Founded in 1874, the Irish Rugby Football Union (IRFU) is in charge of organizing and developing rugby union in Ireland, managing the championship but also the national team.
One of the interesting features of rugby in Ireland is that it includes both the Republic of Ireland and Northern Ireland, despite the separation of Ireland, divided into two in 1922. So, the Irish federation includes two different political entities, and this situation is unique among international rugby federations.
The first match of the Irish national team took place on February 15, 1875 against England, and ended in defeat.
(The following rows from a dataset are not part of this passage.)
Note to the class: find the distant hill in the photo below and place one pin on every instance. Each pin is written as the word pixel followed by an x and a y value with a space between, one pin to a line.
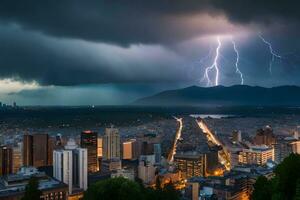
pixel 238 95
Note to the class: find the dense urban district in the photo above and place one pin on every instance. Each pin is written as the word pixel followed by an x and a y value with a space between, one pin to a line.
pixel 145 155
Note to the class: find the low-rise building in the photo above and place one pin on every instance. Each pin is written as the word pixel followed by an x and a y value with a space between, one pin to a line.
pixel 256 155
pixel 12 187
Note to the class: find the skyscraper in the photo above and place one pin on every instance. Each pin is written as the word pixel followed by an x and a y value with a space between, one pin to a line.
pixel 89 141
pixel 6 161
pixel 40 150
pixel 111 144
pixel 130 150
pixel 264 136
pixel 27 150
pixel 36 150
pixel 190 163
pixel 17 157
pixel 157 153
pixel 70 165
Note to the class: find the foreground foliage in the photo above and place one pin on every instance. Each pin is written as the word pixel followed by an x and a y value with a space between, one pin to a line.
pixel 285 184
pixel 124 189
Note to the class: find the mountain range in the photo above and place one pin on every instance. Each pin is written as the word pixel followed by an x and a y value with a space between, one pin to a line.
pixel 237 95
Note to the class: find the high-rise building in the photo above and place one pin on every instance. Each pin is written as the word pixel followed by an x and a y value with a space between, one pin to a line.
pixel 111 144
pixel 236 136
pixel 284 146
pixel 17 157
pixel 256 155
pixel 40 150
pixel 190 163
pixel 100 147
pixel 157 153
pixel 70 166
pixel 89 140
pixel 27 150
pixel 264 136
pixel 111 165
pixel 130 150
pixel 36 150
pixel 6 162
pixel 146 171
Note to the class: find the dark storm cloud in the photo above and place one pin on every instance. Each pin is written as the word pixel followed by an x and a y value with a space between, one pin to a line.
pixel 29 56
pixel 137 21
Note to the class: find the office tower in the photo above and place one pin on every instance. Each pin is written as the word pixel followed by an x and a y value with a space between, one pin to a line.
pixel 190 163
pixel 192 190
pixel 212 161
pixel 130 150
pixel 40 150
pixel 236 136
pixel 70 165
pixel 296 146
pixel 111 144
pixel 146 171
pixel 6 161
pixel 17 157
pixel 58 140
pixel 284 147
pixel 27 150
pixel 256 155
pixel 100 147
pixel 264 136
pixel 111 165
pixel 157 153
pixel 147 148
pixel 36 150
pixel 89 141
pixel 125 173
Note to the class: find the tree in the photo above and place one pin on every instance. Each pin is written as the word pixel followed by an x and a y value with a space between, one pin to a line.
pixel 285 184
pixel 288 174
pixel 124 189
pixel 262 189
pixel 297 195
pixel 114 189
pixel 32 191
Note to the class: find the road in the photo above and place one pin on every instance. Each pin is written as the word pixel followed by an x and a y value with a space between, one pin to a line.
pixel 177 136
pixel 224 157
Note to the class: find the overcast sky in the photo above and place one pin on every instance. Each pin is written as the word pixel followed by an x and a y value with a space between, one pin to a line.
pixel 74 52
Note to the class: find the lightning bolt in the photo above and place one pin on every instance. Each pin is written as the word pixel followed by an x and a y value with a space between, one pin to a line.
pixel 273 53
pixel 237 69
pixel 214 66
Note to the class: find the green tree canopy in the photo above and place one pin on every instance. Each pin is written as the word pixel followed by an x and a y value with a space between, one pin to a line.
pixel 285 184
pixel 124 189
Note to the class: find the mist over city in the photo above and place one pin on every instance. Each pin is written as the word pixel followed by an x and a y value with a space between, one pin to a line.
pixel 144 100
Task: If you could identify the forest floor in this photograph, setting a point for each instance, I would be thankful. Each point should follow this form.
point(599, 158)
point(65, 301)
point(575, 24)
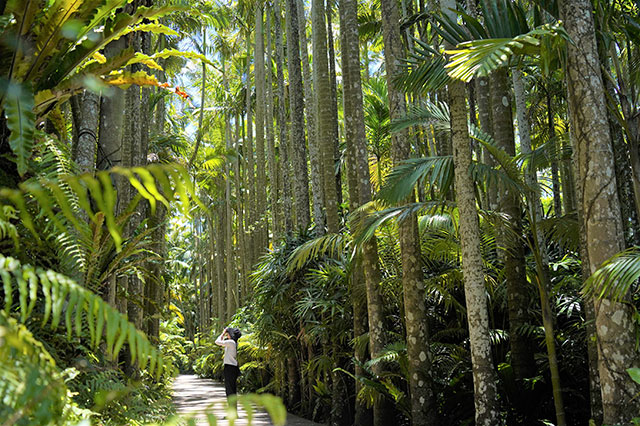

In France, Irish rugby team is dubbed "le XV du Trèfle", and Ireland is part of the first division of the world rankings LIRB (International Rugby Board).
The Irish national team participates each year in the 6 Nations tournament, and has participated since 1987 in the World Cup rugby.
The Irish team plays its home games at Lansdowne Road, currently under reconstruction and will be called Aviva Stadium at its planned reopening in 2010.
League of Ireland
Until the creation of the European Cup rugby and the Magners League, the Irish league and its clubs competed against each other at national level. This championship was played at provincial level until 1990, before the establishment of a national championship: the All Ireland League.
The All Ireland League is composed of 14 teams. But it is impossible for a country like Ireland to maintain such a number of professional teams. Accordingly, the championship remained in a semi-professional, and over time, rose to second place behind the competitions held by the provinces.
The Celtic League (Magners League)
This competition was created in 2001 and brings together in one championship the Welsh, Irish and Scottish. It is one of the leading competitions in world rugby, and brings a higher profile to the game of rugby that so many people enjoy.
The Celtic League is also known since 2006 as the Magners League, named as the new principal sponsor of the competition for 5 years.
Since its inception, the Celtic League has undergone many changes, such as the numbers of teams and the championship format. But since 2007 the league has 10 teams: 4 Irish provinces, 2 Scottish and 4 Welsh. And the final phases are reintroduced at the season 2009/2010.
From a sporting perspective, the Celtic League is dominated by the 3 major provinces that are Leinster, Munster and Ulster. These three provinces have all won at least once in the league, and Ireland has a total of 5 wins: 2 for Leinster, 2 for Munster and 1 for Ulster. This is followed by the Welsh with 3 championships.
The creation of the Celtic League has had a very beneficial effect on the overall level of nations Irish, Scottish and Welsh. Indeed, recent international results of these nations are rising. We note for example 2 Grand Slam for Wales (2005 and 2008) and one for Ireland (2009). At club level and the European Cup ( "H Cup"), we note 2 victories for Munster (2006 and 2008) and 1 of Leinster (2009).
Finally, the 2010/2011 season the Celtic League will expand to 12 clubs, with the entry of two competing Italian clubs, the Benetton Treviso and Aironi.